Note: If the directory gets locked, you can unlock it by running:
sc-preprocess run --config-file <your_config.yaml> --cores 1 --snakemake-args --unlock
The argument we will be passing straight to snakemake will be --profile. The provides snakemake with a path to a configurgation file that contains parameters fro runnign the is workflow on an HPC or cloud computing environment. Run snakemake -h to read more detail.
The command sc-preprocess generate-test-data you ran above already produced a boiler plate config yaml file filled out for SLURM here:
$ cat tests/00_TEST_DATA_GEX/HPC_profiles/config.yaml
executor: slurm
jobs: 10
default-resources:
- slurm_account=YOUR_ACCOUNT
- slurm_partition=YOUR_PARTITION
- runtime=720
retries: 2
latency-wait: 60
printshellcmds: true
keep-going: true
rerun-incomplete: true
You read about HPC executor functionality here. Fill out this config with HPC/cloud computing info that works for you! We made autogenerated an example for Slurm.
What is the difference between --cores and --jobs? The --cores command assigns the number of CPUs per jobs while the --jobs argument controls how many parallel jobs can be run at the same time.

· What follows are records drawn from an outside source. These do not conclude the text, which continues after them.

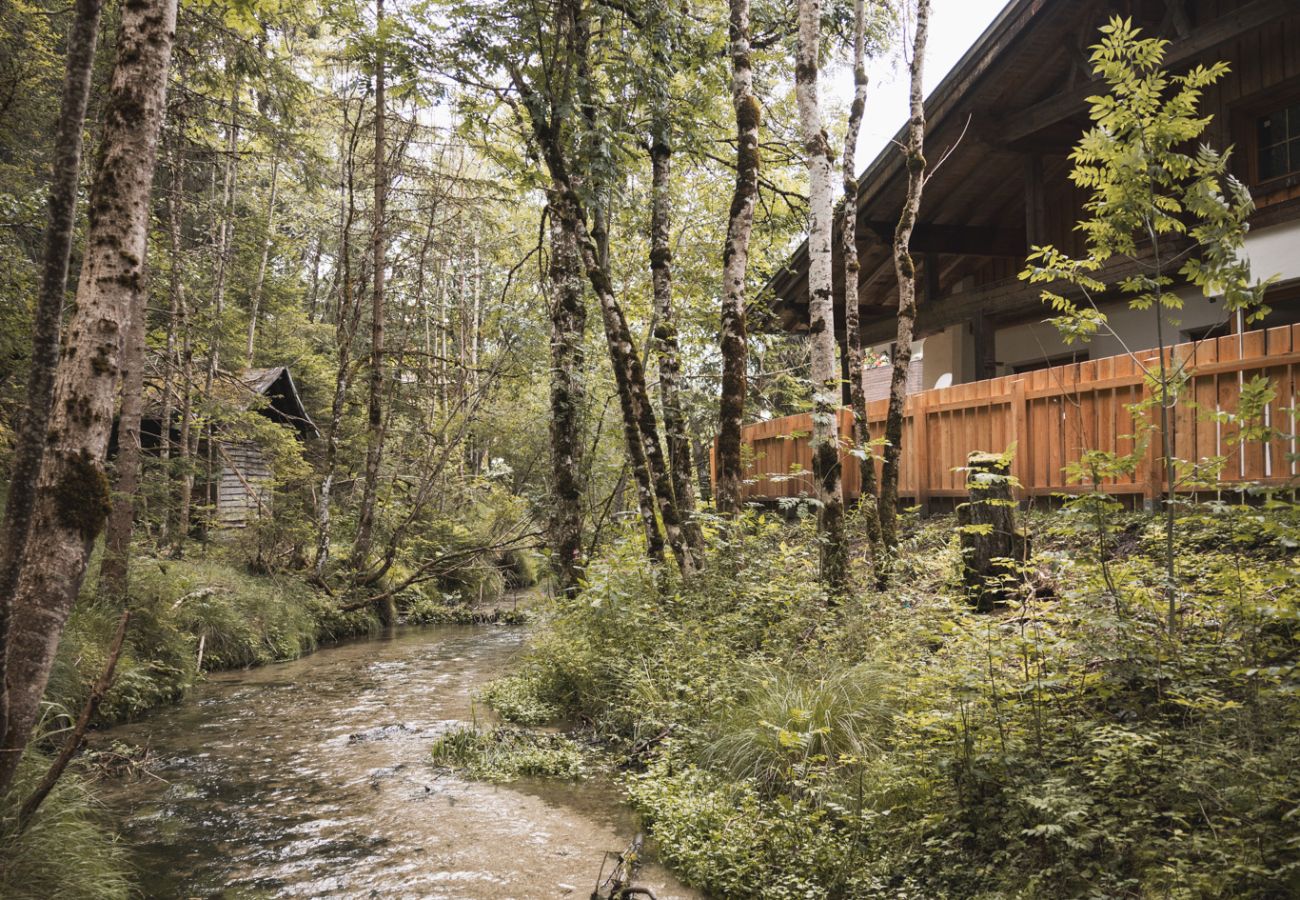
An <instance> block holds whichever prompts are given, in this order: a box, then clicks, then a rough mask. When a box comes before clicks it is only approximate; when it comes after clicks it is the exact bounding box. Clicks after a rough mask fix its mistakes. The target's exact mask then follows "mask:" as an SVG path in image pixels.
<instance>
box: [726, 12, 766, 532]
mask: <svg viewBox="0 0 1300 900" xmlns="http://www.w3.org/2000/svg"><path fill="white" fill-rule="evenodd" d="M729 36H731V55H732V105H733V107H735V108H736V190H735V191H733V192H732V204H731V212H729V216H728V221H727V245H725V246H724V247H723V304H722V352H723V384H722V401H720V410H719V423H718V425H719V427H718V455H716V468H718V488H716V494H718V509H719V510H720V511H722V512H727V514H735V512H738V511H740V505H741V480H742V479H744V470H742V464H741V458H740V433H741V427H742V425H744V421H745V393H746V391H748V390H749V385H748V378H749V373H748V369H749V338H748V336H746V333H745V278H746V273H748V271H749V235H750V233H751V232H753V229H754V203H755V200H757V199H758V166H759V156H758V126H759V124H761V121H762V107H759V105H758V98H755V96H754V69H753V64H751V62H750V44H749V0H731V25H729Z"/></svg>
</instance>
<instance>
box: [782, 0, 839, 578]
mask: <svg viewBox="0 0 1300 900" xmlns="http://www.w3.org/2000/svg"><path fill="white" fill-rule="evenodd" d="M798 16H800V26H798V27H800V30H798V59H797V61H796V64H794V91H796V95H797V98H798V107H800V122H801V124H802V129H803V153H805V160H806V163H807V169H809V245H807V246H809V319H810V324H809V334H810V350H811V354H813V440H811V449H813V480H814V481H815V483H816V498H818V503H819V510H818V525H819V535H820V540H822V579H823V580H824V581H826V583H827V585H828V587H829V589H831V592H832V594H842V593H844V592H845V589H846V587H848V577H849V561H848V551H846V548H845V538H844V490H842V484H841V467H840V399H841V393H842V391H841V388H840V354H839V346H837V343H836V339H835V294H833V287H832V284H833V276H832V268H831V267H832V263H831V232H832V224H833V220H835V212H833V202H832V198H831V166H832V163H833V160H835V153H833V152H832V151H831V142H829V138H827V134H826V130H824V129H823V127H822V108H820V103H819V100H818V85H816V81H818V56H819V52H820V48H822V40H820V25H822V0H800V13H798Z"/></svg>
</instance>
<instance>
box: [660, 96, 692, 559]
mask: <svg viewBox="0 0 1300 900" xmlns="http://www.w3.org/2000/svg"><path fill="white" fill-rule="evenodd" d="M667 120H668V117H667V112H666V111H663V112H660V114H659V116H658V117H656V120H655V126H654V137H653V138H651V143H650V168H651V202H650V280H651V282H653V285H654V310H655V317H656V319H658V325H656V326H655V330H654V345H655V350H656V352H658V356H659V406H660V407H662V408H663V430H664V438H666V440H667V442H668V467H669V472H671V476H672V493H673V497H675V498H676V501H677V512H679V514H680V515H681V527H682V533H684V535H685V538H686V542H688V544H689V545H690V546H692V548H694V549H695V550H699V549H701V548H702V546H703V535H702V533H701V531H699V525H698V524H697V523H695V522H694V515H695V485H694V484H693V481H692V479H693V470H692V466H690V440H689V437H688V436H686V416H685V412H684V410H682V407H681V393H680V386H679V384H677V381H679V378H680V377H681V364H680V362H679V358H677V354H679V346H677V316H676V313H675V311H673V308H672V247H671V241H672V196H671V192H669V191H671V187H672V183H671V176H672V144H671V143H669V137H668V121H667Z"/></svg>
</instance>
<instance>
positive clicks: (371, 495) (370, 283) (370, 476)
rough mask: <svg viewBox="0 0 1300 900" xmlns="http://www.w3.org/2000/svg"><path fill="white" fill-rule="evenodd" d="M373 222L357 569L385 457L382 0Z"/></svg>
mask: <svg viewBox="0 0 1300 900" xmlns="http://www.w3.org/2000/svg"><path fill="white" fill-rule="evenodd" d="M374 30H376V34H377V42H378V43H377V44H376V49H374V222H373V225H372V229H373V232H372V237H370V251H372V254H373V261H372V272H370V284H372V286H373V287H372V290H373V293H372V304H370V381H369V403H368V406H367V423H368V428H367V432H365V476H364V486H363V493H361V511H360V514H359V519H357V525H356V540H355V542H354V544H352V566H354V567H355V568H360V567H361V566H364V564H365V557H367V554H368V553H369V551H370V531H372V529H373V528H374V498H376V493H377V490H378V481H380V462H381V460H382V458H383V315H385V311H383V285H385V278H386V274H387V259H386V255H387V243H386V238H385V221H383V217H385V215H386V207H387V192H389V176H387V159H386V157H387V147H386V142H385V134H383V118H385V116H386V114H387V111H386V108H385V98H383V88H385V83H383V81H385V72H383V0H376V4H374Z"/></svg>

sc-preprocess run --config-file tests/00_TEST_DATA_GEX/test_config_gex.yaml --cores 1 --snakemake-args --unlock
# HPC execution - `--cores all` tell snakemake to use the `threads` assigned to each rule.
sc-preprocess run --config-file tests/00_TEST_DATA_GEX/test_config_gex.yaml \
--cores all \
--snakemake-args --profile tests/00_TEST_DATA_GEX/HPC_profiles
For common questions about re-running steps, .done file tracking, and cluster-mode lock files, see the FAQ.